The trial court also was permitted to decide the Wood Group foreman wouldn’t have ordered employees to remove the cylinder and transport it if he thought it was pressurized, the Supreme Court ruled. That meant Hiller’s incorrect report was a cause-in-fact of Malta’s injuries, or a “but-for” condition without which they wouldn’t have occurred.
The lower court erred by failing to account for Wood Group’s fault in allowing untrained employees handle a potentially dangerous cylinder, however, the high court ruled.
“Even if the cylinder was in fact empty, proper procedure and protocol in the industry regarding the handling of a cylinder still required that the cylinder be disconnected and transported in a certain manner,” the court said in a majority opinion by Chief Justice John Weimer.
Malta himself also bore some blame, the high court added. He “should have questioned his ability to single-handedly handle the cylinder, which had been previously transported by three Wood Group employees, especially since the cylinder had not been capped or placed in a rack.” Yet the 253-pound man lifted the 245-pound cylinder himself rather than issuing a stop-work order and waiting for help, the court noted.
The trial court must recalculate damages after assigning comparative fault to Wood Group and the plaintiff, the Supreme Court said, even though Wood Group, as an employer, is immune from tort liability because damages are paid by workers’ compensation. The court went on to rule that Hiller could be at most 40% responsible, while Wood Group was at least 55% responsible and Malta at least 5%.
The high court also found the damages excessive given the fact Malta returned to the work force within two years and had “made great strides” with his PTSD. The maximum award should be $675,000 for physical and psychological injuries, the court ruled. The loss of consortium claim also should be slashed to no more than $15,000, the high court said.

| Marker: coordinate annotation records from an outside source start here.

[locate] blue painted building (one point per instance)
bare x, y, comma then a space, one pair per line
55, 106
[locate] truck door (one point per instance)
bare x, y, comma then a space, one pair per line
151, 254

“The scant evidence related to this issue” shows the main effect of his injury was he stopped dirt-biking with his son, the court said.
“After the accident, plaintiff became very bitter and angry and treated his family horribly,” the court found, but now, “acording to plaintiff’s wife, plaintiff’s relationship with his son has greatly improved.”
Justice Jefferson D. Hughes dissented, saying the majority improperly substituted their opinion for the findings of the trial court. Hiller was hired to inspect the equipment and failed to notify Wood Group employees about the danger of a potentially charged cylinder, he said.
“We shouldn’t lose the forest for the trees,” he wrote. “The big picture: But for the negligence of the Inspector, this accident would not have happened.”